Social reproduction possibly. Women police other women in their gender role along the lines of their own internalisations of patriarchy. Patriarchy is inherently misogynistic and victimises the woman. A woman that defends herself is going against her gender role and therefore is acting inappropriately in that jurors eyes. But a man is acting in his nature and can’t help it/ made a mistake/ doesn’t deserve to lose hims life etc etc. Secondly, if we have been victimised due to our gender, and have along the way just accepted that “that is just how women get treated and we have to accept it” to deal with that trauma, then a woman fighting back may challenge whether we really DO have to accept it, which reignites the trauma.
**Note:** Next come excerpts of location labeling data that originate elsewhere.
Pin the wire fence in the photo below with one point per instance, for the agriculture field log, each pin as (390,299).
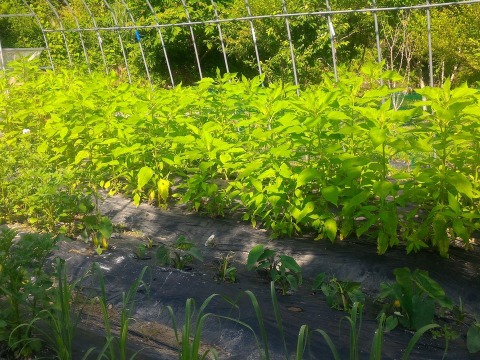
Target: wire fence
(121,27)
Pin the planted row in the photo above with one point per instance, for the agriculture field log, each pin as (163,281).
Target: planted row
(341,159)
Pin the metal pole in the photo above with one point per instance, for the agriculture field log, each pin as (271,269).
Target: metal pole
(430,55)
(193,39)
(43,33)
(332,41)
(162,42)
(139,43)
(99,38)
(292,53)
(254,38)
(62,31)
(80,34)
(114,17)
(220,34)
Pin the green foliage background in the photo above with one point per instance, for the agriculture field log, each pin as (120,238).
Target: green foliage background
(455,37)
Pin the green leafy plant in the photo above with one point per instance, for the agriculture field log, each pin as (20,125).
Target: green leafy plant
(190,336)
(282,269)
(55,325)
(225,270)
(100,229)
(116,347)
(179,255)
(341,295)
(24,287)
(413,297)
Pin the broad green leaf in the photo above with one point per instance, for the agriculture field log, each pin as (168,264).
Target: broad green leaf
(136,200)
(461,183)
(454,204)
(330,229)
(378,136)
(309,207)
(81,155)
(285,171)
(289,263)
(307,175)
(163,187)
(253,256)
(382,189)
(330,193)
(143,177)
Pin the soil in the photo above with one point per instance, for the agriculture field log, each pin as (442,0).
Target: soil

It may also be like a punitive idea of fairness “if I had to just accept it, then she should have to aswell”. That’s all I got.


Scary_Ad_2862

My SIL is a lawyer and she said it’s also because they don’t want to think that this could happen to them so it has to be because the defendant did something wrong not because the perpetrator was completely wrong otherwise it could happen to them and there is nothing or very little they could do about it


halfgoose

It’s also the nature of that particular workforce. Law is extremely male dominated and “masculine” in its workings. I worked at a law firm for about a year, and the women were chronically stressed, sick and would throw other women under the bus as it’s highly competitive, and quite frankly, not built for women. So, what kind of “successful” women does it breed? (Pro Bono notwithstanding).


anonymousbully665

Women always judge women the hardest tbh. It's sad and it should not be like that but its not surprising in this particular scenario when we're judged by fellow women just as or more harshly for the mundane everyday things.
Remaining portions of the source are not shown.